In the spirit of the Seattle Storm's balance and emphasis on taking things one game at a time, a full analysis of the game might look a bit beyond guard Svetlana Abrosimova's two minutes of hot shooting and look at the many other contributions Storm players made.
Of course, Abrosimova's shooting was critical to the Storm's victory -- it not only exposed a soft spot in the Shock's defensive rotations but also forced them to adjust in ways that left other people open. However, perhaps the hot shooting in the third quarter from the Shock's Shanna Crossley is instructive to make this point -- Crossley also had a two-minute stretch of hot shooting hitting three 3-pointers, tossing a long one in for the third. But unfortunately, the Shock didn't get enough from the rest of the roster as they shot only 1-9 in the third quarter and had a turnover percentage of 38.88%.
In other words, even when it feels viscerally that spurt changed the tone of the game, it's a 40 minute game that is rarely won by one player. While statistics do sometimes lie, they also bring balance to the emotional responses we have to specific plays or players that make them stand out and perhaps help us see something that we missed...or reinforce what we might have believed to be true.
That said, it's not like the Storm's statistical MVP was surprising.
Storm statistical MVP: Lauren Jackson
Since Jackson always downplays her achievements, last time she had an impressive statistical performance, I went the route of critiquing her. Last night, it's hard to really find a way to do that.
Even the one thing that might stand out -- newly acquired Shock center Nicole Ohlde scored 4 quick points early on while defended by Jackson -- could be explained by more than a simple lapse by Jackson.
"It was not Lauren -- she could maybe have done a better job -- but it was a team concept thing," said Storm coach Brian Agler. "And if we go back to talking about those 34 points that they had at halftime where they had 11 off second chance and 13 off turnovers. Well they also had three layups where we let them play one-on-one against us -- we had no one there to help. And we're not going to be a very good defensive team if it's just a one-on-one game -- we have to do it with five against five."
So if there's no defensive critique, perhaps you could really stretch it and comment on a slow start from Jackson -- she was 1-4 in the first quarter and got her points from the free throw line.
"They played a lot of zone and we didn't really execute real well," said Agler. "But I thought Lauren rebounded well early in the game. She got a lot of opportunities there, but I don't think we were running great offense at that time. I thought we got better and the ball movement was better as the game went on."
So really all we can say is that Jackson played well and the Shock had no answer for her.
Shock statistical MVP: Shanna Crossley
As usual, the third quarter was absolutely dreadful for the Shock and the only reason it doesn't show up more prominently in the score is because of three 3 pointers from Crossley.

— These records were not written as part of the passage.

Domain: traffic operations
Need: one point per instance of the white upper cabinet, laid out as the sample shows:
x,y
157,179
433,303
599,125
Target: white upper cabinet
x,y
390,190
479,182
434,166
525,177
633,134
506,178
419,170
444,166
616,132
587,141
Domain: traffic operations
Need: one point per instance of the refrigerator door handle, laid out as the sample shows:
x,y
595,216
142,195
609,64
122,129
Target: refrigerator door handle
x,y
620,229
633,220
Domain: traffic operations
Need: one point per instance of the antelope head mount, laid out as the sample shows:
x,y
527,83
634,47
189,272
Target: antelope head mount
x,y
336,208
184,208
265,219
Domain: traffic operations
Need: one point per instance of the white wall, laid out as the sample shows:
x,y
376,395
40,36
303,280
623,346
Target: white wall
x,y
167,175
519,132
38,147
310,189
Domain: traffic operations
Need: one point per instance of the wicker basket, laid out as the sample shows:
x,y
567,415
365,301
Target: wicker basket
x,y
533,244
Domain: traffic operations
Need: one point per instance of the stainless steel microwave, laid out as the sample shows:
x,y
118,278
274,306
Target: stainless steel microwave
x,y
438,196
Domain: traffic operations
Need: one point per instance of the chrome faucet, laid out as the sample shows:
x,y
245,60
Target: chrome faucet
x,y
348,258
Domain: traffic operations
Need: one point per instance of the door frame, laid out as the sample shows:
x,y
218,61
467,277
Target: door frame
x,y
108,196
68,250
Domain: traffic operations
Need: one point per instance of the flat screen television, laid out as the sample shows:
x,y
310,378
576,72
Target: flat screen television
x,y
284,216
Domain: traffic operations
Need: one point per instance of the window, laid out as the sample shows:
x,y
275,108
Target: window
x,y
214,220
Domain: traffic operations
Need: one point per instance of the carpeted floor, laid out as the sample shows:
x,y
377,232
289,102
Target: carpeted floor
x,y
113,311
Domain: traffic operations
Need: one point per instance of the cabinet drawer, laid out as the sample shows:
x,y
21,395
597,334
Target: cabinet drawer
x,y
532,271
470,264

The problem is that as a shooter, Crossley didn't contribute much else and neither did the team: Crossley and Amber Holt accounted for 69.5% of the team's total production, perhaps reinforcing Richardson's reasoning that he rotates players in an out so much because there's not a whole lot of difference between his first and second team and either is capable of producing an "L".
Storm key player: Le'coe Willingham
The Shock were simply overwhelmed inside and during that stretch of time when Abrosimova was hot, Willingham was helping her do some damage -- she controlled the defensive glass with 3 defensive rebounds during 4 second quarter minutes, had a block, and a put back off an offensive rebound. When you talk about balance for the Storm this year, the bench contributions of both Abrosimova and Willingham (and increasingly Jana Vesela) are a large part of that equation.
Key Stat: Effective field goal percentage
Richardson began the second quarter with the following unusual lineup: Chante Black- Nicole Ohlde-Tiffany Jackson-Scholanda Robinson-Ivory Latta. After being beaten on the offensive boards 66.7% to 33.3%, that made some sense.
"The three biggest players I have were all on the floor at the start of the second half so we could get some rebounds or try," said Richardson. "It was just no contest on the boards. They had almost double the amount of rebounds we did. Of course, some of those rebounds were one possession six boards, one possession five boards."
Nevertheless, what might stand out as odd about the Storm beating the Shock so badly on the boards last night is that they didn't in fact score many second chance points -- the Shock actually one that battle 13 to 8 and the Storm were 2-for-12 on second chance opportunities. So although statistically the offensive rebounding differential was as important as the Storm's shooting, that they didn't actually convert those second chance opportunities into points makes their overall shooting quite a bit more important.
"The Storm started making shots," said Richardson. "They shot 50 percent from the three-point line in the first half – deep shots, out of the corners they were making them."